Nobel prizes are usually linked with groundbreaking research bettering mankind, but the awards have also honored some quite unhumanitarian inventions such as chemical weapons, dichloro-diphenyl-trichloroethane (DDT) and lobotomies.
Numerous Nobel prize controversies have erupted over the years: Authors who were overlooked, scientists who claimed their discovery came first, or Nobel Peace Prizes that divided public opinion. However, some of the science prizes appear in hindsight to be embarrassing choices by the committees.
When the 2013 Nobel Peace Prize went to the Organisation for the Prohibition of Chemical Weapons, it was perhaps a way of making up for the Nobel “war prize” it awarded to German chemist Fritz Haber in 1918.

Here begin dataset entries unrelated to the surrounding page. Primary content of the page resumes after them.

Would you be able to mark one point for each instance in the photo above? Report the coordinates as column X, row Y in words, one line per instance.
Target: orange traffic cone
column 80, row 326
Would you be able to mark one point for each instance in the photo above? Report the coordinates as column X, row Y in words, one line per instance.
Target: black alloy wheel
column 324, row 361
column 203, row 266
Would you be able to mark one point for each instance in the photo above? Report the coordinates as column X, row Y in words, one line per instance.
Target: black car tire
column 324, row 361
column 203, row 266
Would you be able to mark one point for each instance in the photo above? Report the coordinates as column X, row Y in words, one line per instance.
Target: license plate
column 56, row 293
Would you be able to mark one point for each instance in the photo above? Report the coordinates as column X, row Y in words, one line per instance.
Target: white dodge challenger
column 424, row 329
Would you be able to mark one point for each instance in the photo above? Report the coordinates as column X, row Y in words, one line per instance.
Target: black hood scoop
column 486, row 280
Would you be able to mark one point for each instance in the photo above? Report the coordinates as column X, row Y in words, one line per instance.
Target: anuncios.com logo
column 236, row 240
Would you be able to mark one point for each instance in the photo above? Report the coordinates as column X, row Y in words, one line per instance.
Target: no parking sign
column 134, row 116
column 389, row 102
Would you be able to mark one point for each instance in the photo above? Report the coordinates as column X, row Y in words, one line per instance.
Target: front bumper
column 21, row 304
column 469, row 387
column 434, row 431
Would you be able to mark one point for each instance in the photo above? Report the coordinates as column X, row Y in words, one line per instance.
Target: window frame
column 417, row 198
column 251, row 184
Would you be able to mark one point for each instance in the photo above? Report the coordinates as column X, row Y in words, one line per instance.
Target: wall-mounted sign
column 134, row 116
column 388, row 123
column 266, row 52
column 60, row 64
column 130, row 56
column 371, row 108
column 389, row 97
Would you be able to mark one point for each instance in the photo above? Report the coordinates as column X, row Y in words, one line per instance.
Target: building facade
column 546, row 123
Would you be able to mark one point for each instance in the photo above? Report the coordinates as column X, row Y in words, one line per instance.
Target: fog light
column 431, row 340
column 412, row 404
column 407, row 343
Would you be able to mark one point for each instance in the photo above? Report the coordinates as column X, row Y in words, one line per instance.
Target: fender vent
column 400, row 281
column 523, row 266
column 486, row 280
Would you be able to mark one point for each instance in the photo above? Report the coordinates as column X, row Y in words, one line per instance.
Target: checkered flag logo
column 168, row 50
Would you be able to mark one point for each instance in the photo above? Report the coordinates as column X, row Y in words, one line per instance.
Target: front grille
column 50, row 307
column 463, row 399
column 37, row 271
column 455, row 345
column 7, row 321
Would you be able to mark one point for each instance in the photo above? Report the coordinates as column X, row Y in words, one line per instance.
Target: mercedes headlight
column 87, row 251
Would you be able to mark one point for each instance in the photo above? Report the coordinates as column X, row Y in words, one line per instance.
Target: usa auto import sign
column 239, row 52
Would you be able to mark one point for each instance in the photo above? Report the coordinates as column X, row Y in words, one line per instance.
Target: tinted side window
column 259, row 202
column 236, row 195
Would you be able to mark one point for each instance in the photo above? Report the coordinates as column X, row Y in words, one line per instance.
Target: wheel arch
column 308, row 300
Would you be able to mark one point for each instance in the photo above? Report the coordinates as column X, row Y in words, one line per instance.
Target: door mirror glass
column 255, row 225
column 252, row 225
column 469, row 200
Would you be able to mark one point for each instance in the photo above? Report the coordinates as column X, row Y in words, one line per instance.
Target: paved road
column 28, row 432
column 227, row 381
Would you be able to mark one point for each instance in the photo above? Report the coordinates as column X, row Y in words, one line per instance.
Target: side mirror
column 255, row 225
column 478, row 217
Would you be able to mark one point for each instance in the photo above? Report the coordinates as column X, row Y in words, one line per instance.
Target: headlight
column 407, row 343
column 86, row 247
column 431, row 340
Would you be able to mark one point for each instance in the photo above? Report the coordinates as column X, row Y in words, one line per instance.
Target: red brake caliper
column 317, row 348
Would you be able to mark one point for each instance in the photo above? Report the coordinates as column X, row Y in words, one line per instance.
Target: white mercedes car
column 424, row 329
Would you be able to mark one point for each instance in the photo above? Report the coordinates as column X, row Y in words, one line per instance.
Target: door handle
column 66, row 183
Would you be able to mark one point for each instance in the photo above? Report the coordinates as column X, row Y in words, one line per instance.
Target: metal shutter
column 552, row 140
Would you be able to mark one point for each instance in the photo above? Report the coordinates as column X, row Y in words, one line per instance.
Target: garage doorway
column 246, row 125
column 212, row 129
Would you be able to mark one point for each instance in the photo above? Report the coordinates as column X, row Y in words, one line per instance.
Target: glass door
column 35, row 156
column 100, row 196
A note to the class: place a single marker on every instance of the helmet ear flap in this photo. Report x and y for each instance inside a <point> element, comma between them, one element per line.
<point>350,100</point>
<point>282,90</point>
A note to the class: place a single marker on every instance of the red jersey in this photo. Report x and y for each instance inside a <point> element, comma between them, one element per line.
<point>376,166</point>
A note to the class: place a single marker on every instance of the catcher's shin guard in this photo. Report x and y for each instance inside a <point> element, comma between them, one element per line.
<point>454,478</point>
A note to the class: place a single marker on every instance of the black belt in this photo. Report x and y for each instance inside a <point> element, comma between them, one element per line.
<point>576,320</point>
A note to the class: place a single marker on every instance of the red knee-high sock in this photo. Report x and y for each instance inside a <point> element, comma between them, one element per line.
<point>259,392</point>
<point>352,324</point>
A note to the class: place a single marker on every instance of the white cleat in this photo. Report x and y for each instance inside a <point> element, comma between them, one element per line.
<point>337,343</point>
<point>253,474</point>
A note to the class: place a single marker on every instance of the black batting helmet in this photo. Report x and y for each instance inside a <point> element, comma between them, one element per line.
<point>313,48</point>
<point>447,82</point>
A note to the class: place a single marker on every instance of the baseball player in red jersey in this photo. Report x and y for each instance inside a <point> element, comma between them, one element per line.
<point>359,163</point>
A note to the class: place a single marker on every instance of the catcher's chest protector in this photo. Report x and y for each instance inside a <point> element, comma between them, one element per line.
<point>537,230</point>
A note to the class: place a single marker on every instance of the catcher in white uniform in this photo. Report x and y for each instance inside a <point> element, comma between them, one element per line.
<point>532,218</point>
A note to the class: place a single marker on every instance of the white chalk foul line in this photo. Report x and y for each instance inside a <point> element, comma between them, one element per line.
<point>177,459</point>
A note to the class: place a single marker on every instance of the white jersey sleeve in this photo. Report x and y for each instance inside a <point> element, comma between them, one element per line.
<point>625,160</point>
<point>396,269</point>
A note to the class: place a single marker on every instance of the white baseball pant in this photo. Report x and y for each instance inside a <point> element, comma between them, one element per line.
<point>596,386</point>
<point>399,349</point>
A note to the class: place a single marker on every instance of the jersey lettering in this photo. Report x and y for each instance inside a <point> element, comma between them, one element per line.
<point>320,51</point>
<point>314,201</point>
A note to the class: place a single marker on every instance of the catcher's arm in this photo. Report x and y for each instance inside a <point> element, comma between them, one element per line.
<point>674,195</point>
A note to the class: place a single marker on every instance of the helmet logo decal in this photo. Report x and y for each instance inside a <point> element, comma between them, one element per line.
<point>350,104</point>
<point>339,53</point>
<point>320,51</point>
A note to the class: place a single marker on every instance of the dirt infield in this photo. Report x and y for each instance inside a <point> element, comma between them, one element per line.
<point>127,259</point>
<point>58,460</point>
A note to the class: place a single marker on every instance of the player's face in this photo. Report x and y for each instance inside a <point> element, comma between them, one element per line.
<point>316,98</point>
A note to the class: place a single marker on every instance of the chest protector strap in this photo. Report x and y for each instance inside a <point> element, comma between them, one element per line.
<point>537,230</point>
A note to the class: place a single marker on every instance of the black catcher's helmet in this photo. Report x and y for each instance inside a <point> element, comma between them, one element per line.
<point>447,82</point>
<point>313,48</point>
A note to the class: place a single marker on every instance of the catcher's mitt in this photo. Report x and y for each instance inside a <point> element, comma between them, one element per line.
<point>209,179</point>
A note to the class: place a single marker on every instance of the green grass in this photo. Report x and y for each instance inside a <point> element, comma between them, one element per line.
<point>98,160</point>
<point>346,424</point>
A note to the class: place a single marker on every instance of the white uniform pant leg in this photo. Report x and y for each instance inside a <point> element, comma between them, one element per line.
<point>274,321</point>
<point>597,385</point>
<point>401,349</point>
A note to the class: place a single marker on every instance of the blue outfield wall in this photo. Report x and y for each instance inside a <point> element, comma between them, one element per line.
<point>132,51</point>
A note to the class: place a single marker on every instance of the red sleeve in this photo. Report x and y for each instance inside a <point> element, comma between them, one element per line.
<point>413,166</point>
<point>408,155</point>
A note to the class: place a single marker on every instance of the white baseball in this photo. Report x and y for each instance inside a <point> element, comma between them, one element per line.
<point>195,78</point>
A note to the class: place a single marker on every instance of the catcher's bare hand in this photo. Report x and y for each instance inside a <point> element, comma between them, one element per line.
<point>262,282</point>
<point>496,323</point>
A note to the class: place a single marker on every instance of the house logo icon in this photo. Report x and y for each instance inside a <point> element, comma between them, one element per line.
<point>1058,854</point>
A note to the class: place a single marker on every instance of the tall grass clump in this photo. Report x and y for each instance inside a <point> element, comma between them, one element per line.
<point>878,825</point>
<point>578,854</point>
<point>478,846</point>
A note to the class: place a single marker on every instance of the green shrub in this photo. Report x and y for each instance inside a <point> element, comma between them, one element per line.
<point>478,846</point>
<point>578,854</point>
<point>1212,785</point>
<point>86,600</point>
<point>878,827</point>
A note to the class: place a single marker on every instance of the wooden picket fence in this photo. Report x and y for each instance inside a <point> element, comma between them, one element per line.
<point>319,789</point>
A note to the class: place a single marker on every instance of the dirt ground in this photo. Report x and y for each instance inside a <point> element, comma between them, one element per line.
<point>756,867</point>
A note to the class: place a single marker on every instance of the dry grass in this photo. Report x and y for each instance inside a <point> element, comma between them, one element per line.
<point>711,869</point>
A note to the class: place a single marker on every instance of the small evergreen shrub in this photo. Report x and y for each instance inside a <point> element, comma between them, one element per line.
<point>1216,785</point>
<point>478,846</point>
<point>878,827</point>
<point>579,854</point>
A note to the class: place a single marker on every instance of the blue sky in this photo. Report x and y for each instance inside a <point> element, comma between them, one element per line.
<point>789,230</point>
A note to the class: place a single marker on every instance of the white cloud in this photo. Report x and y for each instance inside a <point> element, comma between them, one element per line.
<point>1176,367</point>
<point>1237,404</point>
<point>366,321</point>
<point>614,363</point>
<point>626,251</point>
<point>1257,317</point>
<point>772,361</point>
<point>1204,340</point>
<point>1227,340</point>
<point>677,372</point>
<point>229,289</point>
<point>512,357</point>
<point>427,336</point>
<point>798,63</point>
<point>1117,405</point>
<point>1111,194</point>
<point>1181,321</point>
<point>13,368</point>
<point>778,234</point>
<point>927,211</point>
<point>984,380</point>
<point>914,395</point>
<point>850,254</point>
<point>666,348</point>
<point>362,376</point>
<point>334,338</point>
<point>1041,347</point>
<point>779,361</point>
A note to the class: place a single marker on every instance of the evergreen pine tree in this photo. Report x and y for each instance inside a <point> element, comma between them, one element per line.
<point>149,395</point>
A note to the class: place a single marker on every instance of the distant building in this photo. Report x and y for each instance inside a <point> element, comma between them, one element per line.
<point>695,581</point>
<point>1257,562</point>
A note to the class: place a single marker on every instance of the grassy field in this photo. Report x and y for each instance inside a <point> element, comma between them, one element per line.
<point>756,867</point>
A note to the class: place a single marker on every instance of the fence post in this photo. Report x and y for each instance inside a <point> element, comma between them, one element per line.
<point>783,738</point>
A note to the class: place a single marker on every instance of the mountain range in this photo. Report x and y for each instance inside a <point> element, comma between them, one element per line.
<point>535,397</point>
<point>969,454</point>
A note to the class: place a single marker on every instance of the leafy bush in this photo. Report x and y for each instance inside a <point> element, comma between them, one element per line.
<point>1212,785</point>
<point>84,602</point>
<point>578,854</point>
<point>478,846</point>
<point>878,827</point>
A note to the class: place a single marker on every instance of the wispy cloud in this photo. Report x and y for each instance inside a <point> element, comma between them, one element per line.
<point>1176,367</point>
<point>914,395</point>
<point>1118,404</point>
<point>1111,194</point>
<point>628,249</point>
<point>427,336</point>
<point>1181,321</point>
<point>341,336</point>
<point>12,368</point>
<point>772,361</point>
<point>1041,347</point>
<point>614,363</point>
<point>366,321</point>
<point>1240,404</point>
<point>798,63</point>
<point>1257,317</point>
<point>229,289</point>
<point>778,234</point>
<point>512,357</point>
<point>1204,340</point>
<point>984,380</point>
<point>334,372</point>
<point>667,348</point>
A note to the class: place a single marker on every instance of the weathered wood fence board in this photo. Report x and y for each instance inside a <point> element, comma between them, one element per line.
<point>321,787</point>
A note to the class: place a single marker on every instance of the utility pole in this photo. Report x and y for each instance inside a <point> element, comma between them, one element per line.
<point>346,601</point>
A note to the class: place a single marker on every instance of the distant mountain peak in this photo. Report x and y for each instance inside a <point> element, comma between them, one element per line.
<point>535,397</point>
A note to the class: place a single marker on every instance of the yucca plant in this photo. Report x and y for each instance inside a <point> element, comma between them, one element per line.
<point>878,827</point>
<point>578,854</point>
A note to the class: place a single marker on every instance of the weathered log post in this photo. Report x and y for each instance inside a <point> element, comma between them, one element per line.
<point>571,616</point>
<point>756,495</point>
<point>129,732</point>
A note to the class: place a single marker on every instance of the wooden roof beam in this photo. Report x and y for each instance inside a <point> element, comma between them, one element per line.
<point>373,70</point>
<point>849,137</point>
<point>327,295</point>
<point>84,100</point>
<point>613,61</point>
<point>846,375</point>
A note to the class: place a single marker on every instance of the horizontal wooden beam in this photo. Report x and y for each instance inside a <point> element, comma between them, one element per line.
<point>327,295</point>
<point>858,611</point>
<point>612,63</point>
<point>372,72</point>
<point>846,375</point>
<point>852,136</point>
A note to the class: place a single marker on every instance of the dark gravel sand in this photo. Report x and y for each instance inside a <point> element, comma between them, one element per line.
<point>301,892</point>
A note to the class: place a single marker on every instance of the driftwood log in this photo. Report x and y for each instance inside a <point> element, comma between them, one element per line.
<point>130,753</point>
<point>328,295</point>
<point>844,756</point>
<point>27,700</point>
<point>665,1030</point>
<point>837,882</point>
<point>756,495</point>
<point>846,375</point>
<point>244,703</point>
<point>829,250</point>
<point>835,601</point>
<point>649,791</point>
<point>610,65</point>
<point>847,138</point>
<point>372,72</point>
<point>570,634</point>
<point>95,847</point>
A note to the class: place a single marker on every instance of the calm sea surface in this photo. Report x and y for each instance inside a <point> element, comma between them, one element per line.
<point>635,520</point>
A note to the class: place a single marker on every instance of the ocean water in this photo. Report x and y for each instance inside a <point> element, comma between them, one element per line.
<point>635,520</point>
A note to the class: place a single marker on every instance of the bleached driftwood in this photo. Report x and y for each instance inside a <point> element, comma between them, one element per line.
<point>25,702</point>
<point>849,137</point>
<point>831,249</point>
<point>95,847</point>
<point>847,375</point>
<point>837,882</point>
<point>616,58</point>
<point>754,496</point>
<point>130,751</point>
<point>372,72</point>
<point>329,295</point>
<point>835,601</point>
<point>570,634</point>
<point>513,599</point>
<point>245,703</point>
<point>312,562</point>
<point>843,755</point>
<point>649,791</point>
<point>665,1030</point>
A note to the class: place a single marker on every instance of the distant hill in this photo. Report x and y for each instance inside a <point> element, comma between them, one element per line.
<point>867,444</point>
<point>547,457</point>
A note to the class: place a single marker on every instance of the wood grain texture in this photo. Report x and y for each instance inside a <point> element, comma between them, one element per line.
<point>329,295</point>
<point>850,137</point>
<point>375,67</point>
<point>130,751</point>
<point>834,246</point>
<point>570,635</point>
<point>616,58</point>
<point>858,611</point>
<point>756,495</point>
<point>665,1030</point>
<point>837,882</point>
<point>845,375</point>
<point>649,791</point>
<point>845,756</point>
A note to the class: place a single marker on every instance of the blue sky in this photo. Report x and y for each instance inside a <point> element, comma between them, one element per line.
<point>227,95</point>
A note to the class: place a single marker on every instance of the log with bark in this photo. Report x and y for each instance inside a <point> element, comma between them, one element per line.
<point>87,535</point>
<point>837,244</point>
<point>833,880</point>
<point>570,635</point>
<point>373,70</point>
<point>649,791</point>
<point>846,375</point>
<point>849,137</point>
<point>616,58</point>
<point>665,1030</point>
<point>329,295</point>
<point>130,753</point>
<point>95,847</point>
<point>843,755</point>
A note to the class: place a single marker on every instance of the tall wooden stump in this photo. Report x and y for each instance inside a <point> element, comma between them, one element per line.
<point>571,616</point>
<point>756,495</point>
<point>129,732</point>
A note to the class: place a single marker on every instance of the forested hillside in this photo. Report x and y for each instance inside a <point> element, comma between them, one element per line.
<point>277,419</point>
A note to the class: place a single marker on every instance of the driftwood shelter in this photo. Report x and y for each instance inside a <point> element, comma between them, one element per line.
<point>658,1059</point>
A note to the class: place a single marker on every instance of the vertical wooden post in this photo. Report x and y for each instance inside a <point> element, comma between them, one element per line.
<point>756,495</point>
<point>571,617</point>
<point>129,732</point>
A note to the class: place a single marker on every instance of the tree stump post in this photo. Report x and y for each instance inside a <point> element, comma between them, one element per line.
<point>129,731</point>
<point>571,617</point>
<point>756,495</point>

Haber was honored with the Nobel Prize in Chemistry for his work on the synthesis of ammonia, which was crucial for developing fertilizers for food production.
However, Haber, known as the “father of chemical warfare,” also developed poisonous gases used in trench warfare in World War I at the Battle of Ypres, which he supervised himself.
Following Germany’s defeat in that war, “he didn’t expect to win a prize. He was more afraid of a court martial,” Swedish chemist Inger Ingmanson, who wrote a book about Haber’s prize, told reporters. “Some saw it as a Germanophile prize. There were people who had wanted Sweden to join the war alongside Germany.”
The prize remains one of the most contested Nobels ever awarded — the jury had to be aware of Haber’s role in, and the effects of, chlorine gas being used in the trenches. However, he had also brought the world revolutionary fertilizers.
The 1918 controversy might have encouraged the Stockholm jury to think carefully about the laureates they choose after a conflict.
However, in November 1945, just three months after atomic bombs were dropped on Hiroshima and Nagasaki, the Nobel Prize in Chemistry honored the discovery of nuclear fission.
The laureate was another German, Otto Hahn, whose 1938 discovery was crucial to the development of atomic bombs.
The Royal Swedish Academy of Sciences’ choice is bewildering, especially given its apparent urgency right after the damages just wreaked by the bombs.
Portuguese neurologist Egas Moniz won the 1949 Nobel Prize in Medicine “for his discovery of the therapeutic value of leucotomy in certain psychoses.”
Today the brain surgery procedure is known as a lobotomy and is only used in rare circumstances. The Nobel Foundation’s Web site notes soberly that the surgery was “controversial.”
In addition, there are the laureates blasted by environmentalists.
One year before Moniz, the medicine prize jury honored Swiss scientist Paul Mueller for his discovery that DDT could be used to kill insects that spread malaria.
DDT was later banned worldwide, after it was discovered to pose a threat to humans and wildlife.